I hope he is right. But there are a few reasons to suggest that next year will be rather tougher than this year. Let’s take a look at the numbers to see why.
In absolute terms, total arrivals rose by more than 400,000 over the year earlier in January-September. Three-quarters of that increase (just over 300,000) came from two markets: Russia, with an increase of a little over 200,000, and the UK, with an increase of just under 100,000.
If we are to keep the same numbers next year, therefore, we need those markets to stay strong.
Unfortunately, they are unlikely to do so. One of the key reasons for the surge in Russian arrivals in Cyprus was the row between Turkey and Russia. Prior to that, Russian visitors to Cyprus had collapsed.
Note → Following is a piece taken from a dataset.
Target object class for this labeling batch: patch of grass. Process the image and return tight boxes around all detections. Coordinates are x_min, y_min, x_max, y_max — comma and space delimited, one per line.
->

However, the row between Turkey and Russia led to the cancellation of charter flights. News reports suggest that this has led to a 90% drop in visitors from Russia to Turkey this year. Tour operators sought other destinations and Cyprus benefited as a result.
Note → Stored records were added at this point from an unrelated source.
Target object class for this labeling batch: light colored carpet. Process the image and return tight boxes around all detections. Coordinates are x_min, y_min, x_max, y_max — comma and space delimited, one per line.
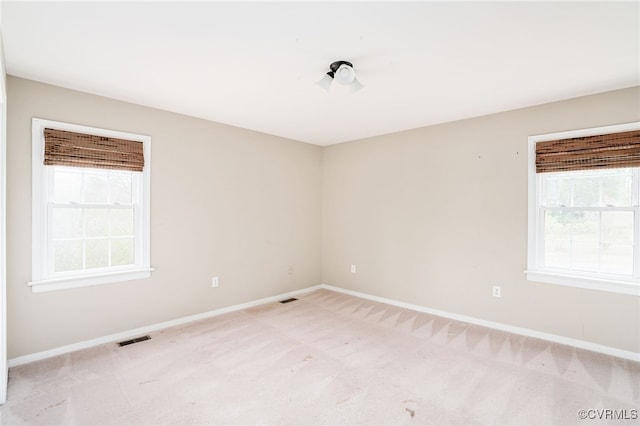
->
0, 290, 640, 425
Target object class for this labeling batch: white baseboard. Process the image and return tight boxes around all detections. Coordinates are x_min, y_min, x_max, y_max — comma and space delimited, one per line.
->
7, 284, 640, 368
320, 284, 640, 362
7, 284, 322, 368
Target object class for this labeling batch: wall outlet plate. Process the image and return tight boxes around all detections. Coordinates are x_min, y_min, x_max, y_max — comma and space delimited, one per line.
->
492, 285, 502, 297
Charter flights resumed between Russia and Turkey on August 29. According to Daily Sabah, within just 12 days, 239 charter flights brought 30,850 Russian tourists to Turkey. The President of the Turkish Travel Agencies Union, Basharan Ulusoy, hopes to attract 5 million Russians to Turkey in 2017.
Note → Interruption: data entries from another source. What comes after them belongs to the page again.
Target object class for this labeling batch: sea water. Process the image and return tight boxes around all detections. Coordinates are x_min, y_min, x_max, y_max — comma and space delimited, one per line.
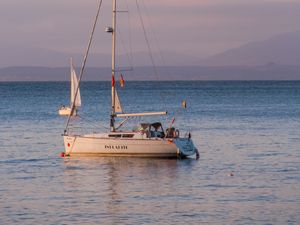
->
0, 81, 300, 224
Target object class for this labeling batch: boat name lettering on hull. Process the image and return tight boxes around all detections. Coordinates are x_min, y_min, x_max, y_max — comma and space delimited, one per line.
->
105, 145, 127, 149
The resumption of flights to Turkey does not seem to have had an immediate impact on Russian arrivals in Cyprus, which leapt by 51.8% year on year in September. However, in the next tourism season, competition from Turkey will matter. After the slide in the rouble in recent years, middle-class Russians are becoming more price-sensitive.
Already one hears anecdotal complaints that they come to Cyprus only on all-package deals and do not go out to spend money in the local community.
At the time of writing, the Russian rouble was fairly stable against the euro compared with November 2015, but more than 30% weaker against the euro than two years ago. This sharp drop in the value of the rouble in 2015 explains why Russian visitors to Cyprus fell by 17.6% in 2015.
Against the Turkish lira, however, the rouble was 11% stronger on November 9 than a year ago and about 1.7% stronger than two years ago. Cypriot hoteliers will find it difficult to compete on price under these circumstances.
Cyprus will, instead, have to promote its credentials as being more politically and economically stable relative to Turkey and other rival destinations.
UK arrivals weaker
Turning to the UK, we see that British sterling is more than 20% weaker against the euro than a year ago, though more or less stable relative to two years ago. Most of sterling’s decline has come since the Brexit referendum in June.
There are already signs that the weakness of sterling is having an impact on British tourists. While growth in UK arrivals bounded along at an average 12.7% in June to August, they rose by just 3% in July.
Moreover, for those who are coming, their per-capita daily expenditure seems to have dropped sharply. According to the latest available data for August, Britons spent €76.36 per day in August 2016, compared with €92.48 in August 2015, marking a decline of 17.4%. While one month is not sufficient to establish a trend, it is notable that spending rose by 5.6% year on year in May, then slowed to growth of 1.6% in June and 0.5% in July, before the abovementioned 17.4% drop in August.
By contrast, Russian spending rose by 7.2% year on year in August and by 15.9% in July. Clearly, exchange rates are having an impact on how much people are prepared to spend.
Next year, therefore, Cyprus looks likely to be hit by a double whammy: softer demand from both the UK and Russia, combined with Britons being far more careful about how much they spend.